Política de tarifa zero acelera cooperação China-África
Em 1º de dezembro de 2024, a China implementou tarifa zero em 100% das linhas tarifárias para produtos de 33 países africanos menos desenvolvidos
CGTN – Cacau da Costa do Marfim e de Gana, café e abacates do Quênia, frutas cítricas e vinho da África do Sul. A partir desta sexta-feira (1º de maio), produtos africanos entram no mercado chinês com tarifa zero. A política também envolve 20 países africanos que não pertencem ao grupo dos menos desenvolvidos, alcançando cobertura total de todos os 53 países do continente com os quais a China mantém relações diplomáticas.
Em 1º de dezembro de 2024, a China implementou tarifa zero em 100% das linhas tarifárias para produtos de 33 países africanos menos desenvolvidos. Desde então, um grande número de produtos africanos especiais, como rosas da Etiópia, café de Angola e abacaxis do Benin, ingressaram nos lares chineses, enriquecendo a vida dos consumidores e aumentando a renda dos agricultores da África.
Em 2025, o volume de comércio entre a China e o continente cresceu 17,7% em relação a 2024. Com isso, o mercado chinês permaneceu pelo 17º ano consecutivo como o maior parceiro comercial africano.
O que mudou com a nova política?
Por um lado, trata-se de um arranjo gradual e primordial no processo de negociação de acordos de parceria econômica entre a China e os países africanos que não são considerados menos desenvolvidos. A medida alcança países que não conseguiram concluir as negociações com a China em um curto período. Isso significa que os países africanos continuarão avançando nas conversações de acordos para garantir um tratamento de tarifa zero estável, institucionalizado e de longo prazo.
Por outro lado, a política de tarifa zero da China para a África distingue precisamente entre os 33 países menos desenvolvidos e os 20 países que não são considerados menos desenvolvidos. O tratamento de tarifa zero já existente permanece inalterado, enquanto os produtos dos 20 países recém-adicionados são oficialmente isentos de tarifa a partir deste 1º de maio. Os produtos que atendem às regras de origem e aos padrões chineses de inspeção e quarentena podem usufruir imediatamente de tarifa zero, o que facilita significativamente o comércio.

A política oferece uma proteção para a África lidar com riscos e desafios. Diante da escalada dos conflitos geopolíticos globais, os países precisam urgentemente superar os gargalos de desenvolvimento, expandindo as exportações e atraindo investimentos estrangeiros. A política de tarifa zero chinesa, sem quaisquer condições políticas atreladas, proporciona, sem dúvida, um mercado maior para os produtos e aumenta a confiança dos países africanos no crescimento econômico.

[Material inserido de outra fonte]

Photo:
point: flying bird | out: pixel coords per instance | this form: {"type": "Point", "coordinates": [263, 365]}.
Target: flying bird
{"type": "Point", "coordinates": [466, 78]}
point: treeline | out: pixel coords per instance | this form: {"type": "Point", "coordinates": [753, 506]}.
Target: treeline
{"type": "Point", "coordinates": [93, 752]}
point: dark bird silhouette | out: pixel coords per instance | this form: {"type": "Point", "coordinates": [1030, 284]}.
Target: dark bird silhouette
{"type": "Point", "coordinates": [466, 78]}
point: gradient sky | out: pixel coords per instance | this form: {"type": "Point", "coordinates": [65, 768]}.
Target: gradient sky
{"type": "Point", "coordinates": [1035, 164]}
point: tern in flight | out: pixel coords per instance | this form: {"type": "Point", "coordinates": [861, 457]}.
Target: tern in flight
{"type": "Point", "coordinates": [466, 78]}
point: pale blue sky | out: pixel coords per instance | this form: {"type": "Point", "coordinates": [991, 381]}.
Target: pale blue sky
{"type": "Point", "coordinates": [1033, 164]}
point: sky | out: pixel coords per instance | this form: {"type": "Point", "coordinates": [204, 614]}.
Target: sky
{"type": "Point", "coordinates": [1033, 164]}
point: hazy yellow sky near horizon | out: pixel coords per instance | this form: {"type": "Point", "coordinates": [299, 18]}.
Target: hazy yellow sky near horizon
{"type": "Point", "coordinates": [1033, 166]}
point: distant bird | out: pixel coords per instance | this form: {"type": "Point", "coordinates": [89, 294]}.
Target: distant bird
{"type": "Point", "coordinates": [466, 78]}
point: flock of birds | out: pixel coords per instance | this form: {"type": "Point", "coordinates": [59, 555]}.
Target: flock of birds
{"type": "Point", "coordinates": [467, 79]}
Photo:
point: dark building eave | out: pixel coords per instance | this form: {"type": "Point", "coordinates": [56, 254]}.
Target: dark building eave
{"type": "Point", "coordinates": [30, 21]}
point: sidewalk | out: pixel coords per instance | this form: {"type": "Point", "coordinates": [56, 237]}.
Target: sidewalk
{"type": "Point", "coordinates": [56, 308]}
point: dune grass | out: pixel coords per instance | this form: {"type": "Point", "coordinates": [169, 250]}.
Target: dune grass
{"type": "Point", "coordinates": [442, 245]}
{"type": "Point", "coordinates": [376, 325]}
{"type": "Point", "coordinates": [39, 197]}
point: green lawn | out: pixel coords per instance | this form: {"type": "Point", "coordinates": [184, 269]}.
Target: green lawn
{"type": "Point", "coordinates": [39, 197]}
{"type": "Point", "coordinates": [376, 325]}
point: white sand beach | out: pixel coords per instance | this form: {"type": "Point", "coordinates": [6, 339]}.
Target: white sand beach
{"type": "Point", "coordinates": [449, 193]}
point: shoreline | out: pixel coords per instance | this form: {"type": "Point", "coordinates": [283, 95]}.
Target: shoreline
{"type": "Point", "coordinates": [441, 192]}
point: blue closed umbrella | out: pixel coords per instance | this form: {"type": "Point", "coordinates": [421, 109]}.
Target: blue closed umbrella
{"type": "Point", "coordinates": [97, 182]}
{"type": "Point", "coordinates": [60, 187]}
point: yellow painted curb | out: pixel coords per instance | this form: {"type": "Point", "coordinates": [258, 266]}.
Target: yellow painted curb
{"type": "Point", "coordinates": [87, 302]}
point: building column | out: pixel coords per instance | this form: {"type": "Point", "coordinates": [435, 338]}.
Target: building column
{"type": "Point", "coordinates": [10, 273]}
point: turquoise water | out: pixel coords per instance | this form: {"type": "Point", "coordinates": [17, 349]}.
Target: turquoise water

Além disso, a política atrairá mais investimentos estrangeiros para a África, gerando capital, tecnologia e experiência em gestão e permitindo que produtos africanos sejam processados localmente e, em seguida, exportados para a China, o que ajudará na industrialização e modernização agrícola do continente, proporcionando maior controle sobre seu desenvolvimento. O secretário-geral da ONU, António Guterres, elogiou a iniciativa chinesa de isenção de tarifas para a África e apelou que todos os países desenvolvidos e com economias fortes adotem medidas semelhantes.
Para a China e o comércio mundial, mais produtos africanos de alta qualidade farão parte do dia a dia dos chineses a preços acessíveis, atendendo à procura por produtos diversificados e saudáveis. As empresas chinesas terão custos mais baixos de matérias-primas, investimentos e cooperação mais fluidos e mais oportunidades de colaboração na cadeia de abastecimento.
Sem a modernização da China e da África, não há modernização do mundo. Este passaporte de isenção de tarifa não só abre um novo capítulo na cooperação China-África, como também injeta confiança e dinamismo na economia global.